Having raised seven children over the span of two decades, I have noticed a marked difference in ones who have been raised in the technological age, as opposed to the ones raised twenty years ago. Of course the benefits of technology are obvious, but those “benefits” could be the very things that disguise the detriments; underdeveloped life and communication skills.
The technological “time savers”, have created a void, that craves to be filled with more technology. The addiction to gadgets to entertain and communicate seems to feed on itself. Take cell phones, for example. The age at which cell phones are given to children is getting younger and younger. And rather than being a tool to use “in case of emergency,” children are using them to communicate to one another through texting, up to and beyond two thousand messages per month! This often occurs not only at home, but in the classroom, or while driving the car. This is obviously distracting at the least, and dangerous at most. In the classroom texting has replaced the old “note passing” of the preceding generation, and handily competes with the somewhat archaic voice of the teacher, who has to now vie for the students’ attention.The teacher also has to compete with technological systems that are able to shovel in information at a much faster rate than the words of a mere human being. This can create boredom, which can lead to behavioral problems in students.
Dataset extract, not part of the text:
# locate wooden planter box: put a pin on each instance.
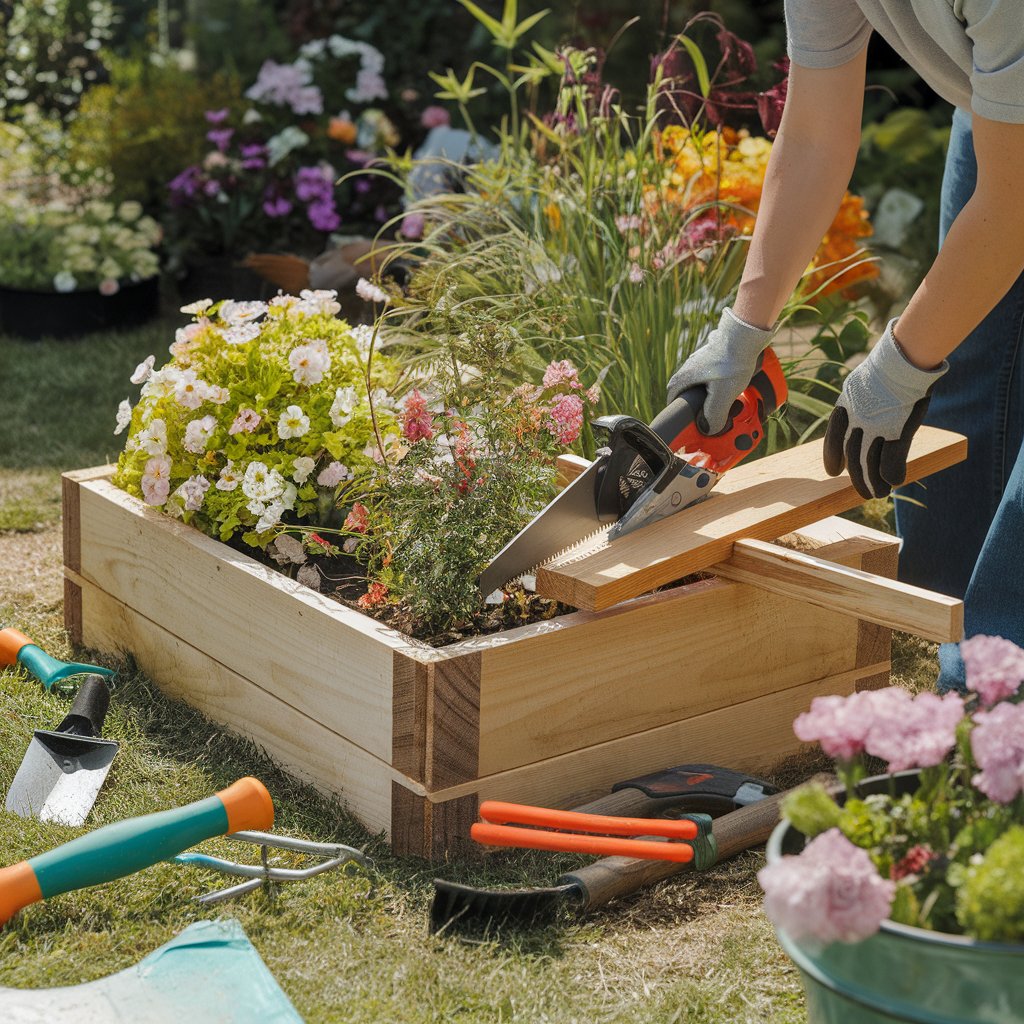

Children are now learning to give and receive information in a two-dimensional world, primarily through their eyes and fingers, and lack the three dimensional person to person contact, which uses all of their five senses. The enjoyment of actually “being with ” another human being is not experienced as often as communicating with technological tools. The verbal communication skills of children of all ages has atrophied, leaving relational gaps with not only their peers, but parents and teachers as well. After school and week-end time has shifted from unstructured social and physical activity, to one of passive interaction with a TV screen, computer monitor, or video game system. This is, of course,is interrupted by the sending and receiving of text messages. There is increasingly less and less to talk about with parents, and others in the community, as life is lived on a pseudo, vicarious level. This type of life may be appealing because it is less risky. It is easier to send an e-mail, or text to confront someone, than to do it in person. But there is a whole dimension of living that is virtually untapped in childrens’ lives. And, if left untapped, if will affect their ability to perform well on a job interview, or communicate well with their spouses, children and co-workers in the future.
Although the age of technology has come with amazing benefits, I would like to offer some practical suggestions to add a variety of experiences to a child’s growth and development. After all, as parents we are responsible to care for and nurture the ones entrusted to us. This includes their emotional, spiritual, and mental well being. First of all, block off some portion of each day as “quiet time”. This is not the punishment of “time out”, but rather a time to reflect, read, or actually talk to someone. Second, limit the use of video systems, gadgets, computer, t.v., etc., to encourage unstructured physical activity, or creative play time.. Any of these may seem like archaic activities, but can begin to offer a pulse to the creative mind hidden within each child. Lastly, take the parental reins that have been given to you, and set some goals and boundaries. Talk about them with your children. Embrace your role as a parent, and don’t be afraid to go against the tide!